Elastic Net seems to perform better than PLS for this Chemical Manufacturing data. The final values used for the model were fraction = 0.1 and lambda = 0, and the RMSE= 0.6270263, \(R^2\) = 0.6105673, and MAE = 0.5124015.
(d) Predict the response for the test set. What is the value of the performance metric and how does this compare with the resampled performance metric on the training set?
enet_pred <- predict(enetfit, test_predictors)
enet_values <- data.frame(obs = test_yield, pred = enet_pred)
defaultSummary(enet_values)
## RMSE Rsquared MAE
## 0.5254707 0.7166146 0.4108514
The metrics for the Elastic Net predictions are RMSE = 0.5254707, \(R^2\) = 0.7166146, and MAE = 0.4108514, which suggests this model is prone to lower error and explains the variance of the chemical yield data better than that of the training set.
(e) Which predictors are most important in the model you have trained? Do either the biological or process predictors dominate the list?
varImp(enetfit)
## loess r-squared variable importance
##
## only 20 most important variables shown (out of 57)
##
## Overall
## ManufacturingProcess32 100.00
## ManufacturingProcess13 90.02
## BiologicalMaterial06 84.56
## ManufacturingProcess17 74.88
## ManufacturingProcess36 74.68
## BiologicalMaterial03 73.53
## ManufacturingProcess09 70.37
## BiologicalMaterial12 67.97
## BiologicalMaterial02 65.32
## ManufacturingProcess31 63.93
## ManufacturingProcess06 58.00
## ManufacturingProcess33 48.99
## BiologicalMaterial11 48.11
## ManufacturingProcess11 47.77
## BiologicalMaterial04 47.12
## BiologicalMaterial08 41.87
## BiologicalMaterial01 39.13
## ManufacturingProcess30 34.83
## ManufacturingProcess12 33.32
## BiologicalMaterial09 32.41
The predictors with the greatest weight on the model are mostly the manufacturing process predictors, where of the top 20 predictors, 11 are manufacturing and 9 are biological material predictors. The sum of the weights of these 20 predictors are 697 and 533 respectively. The 3 highest predictors are ManufacturingProcess32, ManufacturingProcess13, and BiologicalMaterial06.
(f) Explore the relationships between each of the top predictors and the response. How could this information be helpful in improving yield in future runs of the manufacturing process?
top20 <- varImp(enetfit)$importance %>%
arrange(desc(Overall)) %>%
head(20)
# Extract row names of top20 as a character vector
top20_names <- rownames(top20)
# Create a character vector of columns to select: "Yield" and the top20 predictors
cols_to_select <- c("Yield", top20_names)

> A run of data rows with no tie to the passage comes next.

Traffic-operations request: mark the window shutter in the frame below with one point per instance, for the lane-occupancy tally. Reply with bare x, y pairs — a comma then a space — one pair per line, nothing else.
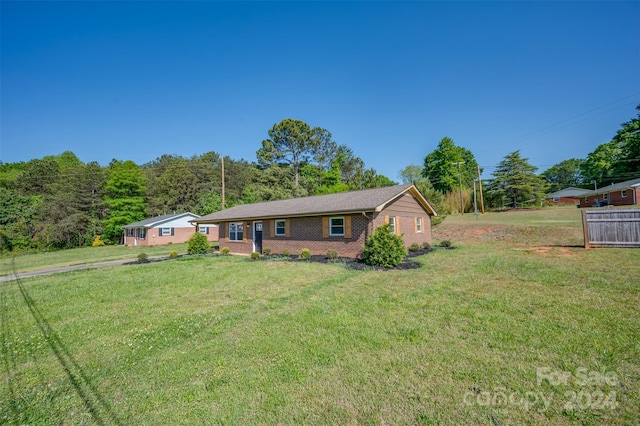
347, 226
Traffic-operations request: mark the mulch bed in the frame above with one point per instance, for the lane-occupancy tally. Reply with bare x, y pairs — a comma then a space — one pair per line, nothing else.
359, 264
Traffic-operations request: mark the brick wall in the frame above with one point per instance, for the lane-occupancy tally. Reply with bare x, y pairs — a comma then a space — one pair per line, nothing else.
614, 198
180, 235
307, 232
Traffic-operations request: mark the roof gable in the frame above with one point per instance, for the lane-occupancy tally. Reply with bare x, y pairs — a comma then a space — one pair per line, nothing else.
628, 184
154, 221
366, 200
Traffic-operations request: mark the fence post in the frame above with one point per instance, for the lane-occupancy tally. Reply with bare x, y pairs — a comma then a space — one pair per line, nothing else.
585, 229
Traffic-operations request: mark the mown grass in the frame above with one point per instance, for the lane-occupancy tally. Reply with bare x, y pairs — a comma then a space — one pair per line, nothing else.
33, 262
227, 340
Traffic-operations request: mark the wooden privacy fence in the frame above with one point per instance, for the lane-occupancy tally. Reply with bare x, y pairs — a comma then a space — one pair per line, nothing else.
611, 228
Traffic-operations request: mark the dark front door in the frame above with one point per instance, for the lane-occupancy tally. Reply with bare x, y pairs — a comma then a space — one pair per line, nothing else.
257, 237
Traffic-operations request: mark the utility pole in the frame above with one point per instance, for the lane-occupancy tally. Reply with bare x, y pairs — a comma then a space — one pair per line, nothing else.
222, 163
480, 186
460, 182
475, 202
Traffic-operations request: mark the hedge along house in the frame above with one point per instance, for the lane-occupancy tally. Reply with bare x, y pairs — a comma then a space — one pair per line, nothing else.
340, 221
625, 193
170, 228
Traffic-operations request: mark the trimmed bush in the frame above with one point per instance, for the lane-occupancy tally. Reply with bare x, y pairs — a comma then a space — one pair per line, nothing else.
305, 254
446, 243
197, 244
97, 241
384, 248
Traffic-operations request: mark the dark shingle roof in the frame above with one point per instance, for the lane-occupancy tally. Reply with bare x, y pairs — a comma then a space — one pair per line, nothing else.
344, 202
158, 219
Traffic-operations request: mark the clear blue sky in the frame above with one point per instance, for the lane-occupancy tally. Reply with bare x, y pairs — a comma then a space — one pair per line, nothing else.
135, 80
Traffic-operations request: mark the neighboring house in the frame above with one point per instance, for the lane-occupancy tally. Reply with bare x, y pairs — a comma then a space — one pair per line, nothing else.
170, 228
335, 221
625, 193
569, 195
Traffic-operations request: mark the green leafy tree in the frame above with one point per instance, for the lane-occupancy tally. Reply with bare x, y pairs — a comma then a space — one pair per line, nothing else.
565, 174
124, 198
515, 180
384, 248
72, 212
441, 168
616, 160
291, 142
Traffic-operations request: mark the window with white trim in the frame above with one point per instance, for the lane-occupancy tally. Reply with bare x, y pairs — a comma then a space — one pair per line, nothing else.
392, 223
236, 232
336, 226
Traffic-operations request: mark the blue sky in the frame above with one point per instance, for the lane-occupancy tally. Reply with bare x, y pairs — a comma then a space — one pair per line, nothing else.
135, 80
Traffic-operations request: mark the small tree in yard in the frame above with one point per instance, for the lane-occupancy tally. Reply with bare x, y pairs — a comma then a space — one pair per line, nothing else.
384, 248
197, 244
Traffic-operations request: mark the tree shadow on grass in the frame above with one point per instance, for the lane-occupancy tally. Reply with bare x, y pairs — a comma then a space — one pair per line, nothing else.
99, 409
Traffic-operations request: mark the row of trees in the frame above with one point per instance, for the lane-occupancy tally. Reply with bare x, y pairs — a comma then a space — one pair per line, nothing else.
450, 169
60, 202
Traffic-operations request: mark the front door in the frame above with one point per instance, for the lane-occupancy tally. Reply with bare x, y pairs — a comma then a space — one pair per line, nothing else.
257, 237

# Select the columns and calculate correlations
cor_matrix <- CMP_complete[ , cols_to_select] %>%
cor()
# Visualize the correlation of "Yield" with the top 20 predictors
library(ggplot2)
# Only get correlations with Yield
cor_data <- as.data.frame(cor_matrix["Yield", -1])
# Rename columns
colnames(cor_data) <- "Correlation with Yield"
# Create a bar plot of the correlations
ggplot(cor_data, aes(x = rownames(cor_data), y = `Correlation with Yield`)) +
geom_bar(stat = "identity") +
coord_flip() +
labs(title = "Correlation of Top 20 Predictors with Yield",
x = "Predictor",
y = "Correlation Coefficient") +
theme_minimal()
# Top 5
ggplot(CMP_complete, aes(x = ManufacturingProcess32, y = Yield)) + geom_point()
ggplot(CMP_complete, aes(x = ManufacturingProcess13, y = Yield)) + geom_point()
ggplot(CMP_complete, aes(x = BiologicalMaterial06, y = Yield)) + geom_point()
ggplot(CMP_complete, aes(x = ManufacturingProcess17, y = Yield)) + geom_point()
ggplot(CMP_complete, aes(x = ManufacturingProcess36, y = Yield)) + geom_point()
By knowing which Biological and Manufacturing process have the greatest/lowest impact on yield, be it positive or negative, we can focus on those specific processes for future runs. This allows for improvement in future chemical manufacturing production to increas Yield.